Judging by the apparent popularity of this discussion, perhaps I'll muse about PBL (Problem-Based Learning or Case-Based Learning) here sometime in the near future.
Posted at 21:55 0 readers cool enough to comment
Labels: blogging, evaluation
Extraeducational Patient Encounter
I felt like a real doctor today for a brief moment.
When I was switching buses on my daily commute home, I saw someone waiting for the bus whom I recognized - a woman who had been a patient of mine!
Okay, I'm not a doctor yet. Not even close. And in actuality, all my "patients" to date are either cadavers or fake - hired actors.
The one I fortuitously saw on the street today fell into the latter category, in case you were wondering.
Even though my feeling as though I am a doctor lasted for less than a measurable time quantity, it was kindof neat. I know that happens to doctors all the time, running into patients of theirs. My friend's dad is a GP in a small town, and it happens to him. It must be nice for doctors having these little reminders that they've made a difference in somebody's life, every time they bump into them. Or perhaps they're more like reminders of what a nightmare the patient was and how stressful the doctor's practice is.
Maybe I'm just stretching for ways to feel like I'm becoming a real doctor, since I don't get that feeling very much in class. All our classes so far are a repeat of fairly simple concepts we learned in undergrad, or even worse, high school. I've learned how cells divide about six or seven hundred times already, and that meiosis happens in the somatic cells and mitosis in the germ cells (don't freak out, I'm on it, that was a little joke for you science people out there). It seems like it's going to be like this for the rest of the first term, too, since it's designed to catch up the people who, unlike myself, do not come from a science background.

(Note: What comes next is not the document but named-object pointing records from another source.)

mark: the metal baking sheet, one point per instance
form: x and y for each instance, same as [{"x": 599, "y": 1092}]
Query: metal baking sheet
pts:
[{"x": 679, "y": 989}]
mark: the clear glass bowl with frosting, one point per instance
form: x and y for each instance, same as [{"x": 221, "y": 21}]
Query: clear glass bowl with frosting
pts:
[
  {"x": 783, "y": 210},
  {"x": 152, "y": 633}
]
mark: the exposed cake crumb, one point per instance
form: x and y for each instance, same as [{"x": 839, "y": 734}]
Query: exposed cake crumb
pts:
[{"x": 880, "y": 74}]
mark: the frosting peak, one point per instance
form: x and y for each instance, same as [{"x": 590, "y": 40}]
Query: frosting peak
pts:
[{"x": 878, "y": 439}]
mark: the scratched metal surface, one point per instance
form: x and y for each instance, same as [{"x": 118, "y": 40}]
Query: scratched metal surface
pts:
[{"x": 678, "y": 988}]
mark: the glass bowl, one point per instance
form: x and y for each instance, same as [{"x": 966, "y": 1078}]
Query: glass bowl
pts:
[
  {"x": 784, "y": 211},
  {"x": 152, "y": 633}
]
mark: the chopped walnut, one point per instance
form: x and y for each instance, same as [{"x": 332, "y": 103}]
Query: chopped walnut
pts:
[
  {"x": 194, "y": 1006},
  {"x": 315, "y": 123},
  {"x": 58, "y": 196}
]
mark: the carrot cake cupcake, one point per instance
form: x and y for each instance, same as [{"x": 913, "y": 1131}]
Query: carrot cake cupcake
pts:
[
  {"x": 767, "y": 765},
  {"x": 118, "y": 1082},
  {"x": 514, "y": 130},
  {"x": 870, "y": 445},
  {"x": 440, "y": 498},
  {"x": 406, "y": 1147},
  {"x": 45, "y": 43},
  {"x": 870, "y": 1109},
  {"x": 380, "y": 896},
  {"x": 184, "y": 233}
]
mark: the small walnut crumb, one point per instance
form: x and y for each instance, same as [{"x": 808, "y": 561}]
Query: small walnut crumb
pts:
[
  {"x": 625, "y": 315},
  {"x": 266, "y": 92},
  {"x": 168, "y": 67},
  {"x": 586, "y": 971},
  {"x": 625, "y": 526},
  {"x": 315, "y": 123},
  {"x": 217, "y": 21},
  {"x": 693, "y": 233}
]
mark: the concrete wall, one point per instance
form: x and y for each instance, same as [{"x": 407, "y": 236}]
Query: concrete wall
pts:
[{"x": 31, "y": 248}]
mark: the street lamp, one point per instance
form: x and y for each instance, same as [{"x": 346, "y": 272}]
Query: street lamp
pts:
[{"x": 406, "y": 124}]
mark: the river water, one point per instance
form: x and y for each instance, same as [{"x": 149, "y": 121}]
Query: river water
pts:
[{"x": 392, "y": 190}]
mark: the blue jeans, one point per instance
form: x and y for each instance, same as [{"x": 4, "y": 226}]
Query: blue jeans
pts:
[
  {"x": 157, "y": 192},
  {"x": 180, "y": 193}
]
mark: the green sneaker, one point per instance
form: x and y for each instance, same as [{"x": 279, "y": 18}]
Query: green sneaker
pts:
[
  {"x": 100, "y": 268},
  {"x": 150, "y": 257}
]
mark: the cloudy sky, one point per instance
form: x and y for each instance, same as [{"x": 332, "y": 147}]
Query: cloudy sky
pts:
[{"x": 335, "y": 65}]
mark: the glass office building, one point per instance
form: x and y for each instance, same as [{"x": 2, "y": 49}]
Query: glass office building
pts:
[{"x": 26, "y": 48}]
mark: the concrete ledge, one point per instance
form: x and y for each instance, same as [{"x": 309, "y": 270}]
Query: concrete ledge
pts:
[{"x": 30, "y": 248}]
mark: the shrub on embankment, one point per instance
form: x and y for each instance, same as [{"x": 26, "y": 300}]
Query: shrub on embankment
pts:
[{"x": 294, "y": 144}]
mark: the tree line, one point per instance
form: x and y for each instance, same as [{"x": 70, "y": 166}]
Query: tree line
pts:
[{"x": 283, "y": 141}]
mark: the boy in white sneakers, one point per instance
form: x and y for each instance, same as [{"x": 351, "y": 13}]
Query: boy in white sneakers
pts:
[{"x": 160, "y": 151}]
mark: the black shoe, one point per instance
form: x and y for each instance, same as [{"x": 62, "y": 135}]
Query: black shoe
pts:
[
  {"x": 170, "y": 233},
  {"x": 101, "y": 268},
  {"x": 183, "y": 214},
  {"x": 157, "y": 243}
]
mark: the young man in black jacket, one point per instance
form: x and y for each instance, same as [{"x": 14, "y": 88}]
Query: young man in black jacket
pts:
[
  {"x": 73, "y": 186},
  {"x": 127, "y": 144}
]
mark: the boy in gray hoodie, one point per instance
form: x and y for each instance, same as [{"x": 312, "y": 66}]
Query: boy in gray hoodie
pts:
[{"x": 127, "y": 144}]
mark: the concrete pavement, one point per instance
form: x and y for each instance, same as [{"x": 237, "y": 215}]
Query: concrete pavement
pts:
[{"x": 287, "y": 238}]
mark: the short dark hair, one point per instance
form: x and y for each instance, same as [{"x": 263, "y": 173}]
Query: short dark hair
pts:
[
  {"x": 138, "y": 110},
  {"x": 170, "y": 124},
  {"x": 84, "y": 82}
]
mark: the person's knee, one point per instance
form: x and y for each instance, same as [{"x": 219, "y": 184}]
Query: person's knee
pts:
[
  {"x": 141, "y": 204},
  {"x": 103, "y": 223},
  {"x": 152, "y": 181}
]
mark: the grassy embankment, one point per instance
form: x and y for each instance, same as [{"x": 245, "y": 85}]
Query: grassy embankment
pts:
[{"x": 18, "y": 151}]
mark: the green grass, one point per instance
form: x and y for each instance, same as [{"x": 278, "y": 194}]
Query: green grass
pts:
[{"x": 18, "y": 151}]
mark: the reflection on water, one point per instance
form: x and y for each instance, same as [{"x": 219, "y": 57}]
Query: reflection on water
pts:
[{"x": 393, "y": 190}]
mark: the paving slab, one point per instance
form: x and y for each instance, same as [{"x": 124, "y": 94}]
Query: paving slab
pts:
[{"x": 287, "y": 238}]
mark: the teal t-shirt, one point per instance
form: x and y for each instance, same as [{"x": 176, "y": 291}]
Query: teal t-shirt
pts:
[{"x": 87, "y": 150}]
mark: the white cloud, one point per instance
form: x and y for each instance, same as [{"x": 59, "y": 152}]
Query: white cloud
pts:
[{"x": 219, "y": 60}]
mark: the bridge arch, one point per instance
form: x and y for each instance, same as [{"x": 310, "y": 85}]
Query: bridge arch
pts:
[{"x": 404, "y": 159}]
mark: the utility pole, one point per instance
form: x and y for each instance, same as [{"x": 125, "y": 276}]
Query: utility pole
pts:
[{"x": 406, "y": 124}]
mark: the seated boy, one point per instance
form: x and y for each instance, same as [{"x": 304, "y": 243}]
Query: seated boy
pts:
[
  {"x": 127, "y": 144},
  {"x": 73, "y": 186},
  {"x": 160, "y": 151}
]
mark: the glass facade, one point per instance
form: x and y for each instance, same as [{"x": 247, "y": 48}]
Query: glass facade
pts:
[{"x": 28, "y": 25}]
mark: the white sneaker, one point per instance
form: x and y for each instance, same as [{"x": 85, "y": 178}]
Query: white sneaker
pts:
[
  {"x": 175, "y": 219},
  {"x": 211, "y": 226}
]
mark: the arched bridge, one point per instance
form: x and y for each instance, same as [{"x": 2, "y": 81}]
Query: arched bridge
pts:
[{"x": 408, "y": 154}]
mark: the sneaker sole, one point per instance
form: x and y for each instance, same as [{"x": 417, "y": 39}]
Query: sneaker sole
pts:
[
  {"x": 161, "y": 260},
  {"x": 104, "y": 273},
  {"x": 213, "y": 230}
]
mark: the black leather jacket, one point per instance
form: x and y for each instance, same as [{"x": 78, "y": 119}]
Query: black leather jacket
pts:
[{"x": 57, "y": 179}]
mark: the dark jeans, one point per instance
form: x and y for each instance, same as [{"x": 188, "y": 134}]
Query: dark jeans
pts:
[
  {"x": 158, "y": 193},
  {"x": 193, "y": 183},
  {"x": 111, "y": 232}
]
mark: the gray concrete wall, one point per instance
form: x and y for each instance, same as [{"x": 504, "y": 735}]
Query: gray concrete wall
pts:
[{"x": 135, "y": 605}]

There's just enough new information that I have decided to heed the words of pretty much any second year I've talked to: "Don't get behind! Stay on top of the material." So my days of little to no homework are gone; I've started making work for myself, namely, reading and studying the notes, so that when study time for our midterm comes up in a few weeks I won't feel too pressured. But still, that midterm's only worth 5% of our grade...so how much pressure can that be?
That being said, you can probably understand how it's a relief to study things that are more clinically related, like our small group session on hypertension today. Though the second half of the first-year curriculum promises to be a lot more work, my friends in second year say it's a lot more clinically relevant and a lot more interesting. I think I'd rather have lots of interesting work to do than be bored reviewing things I've already gone over.
I have a feeling that I'm going to regret saying that someday.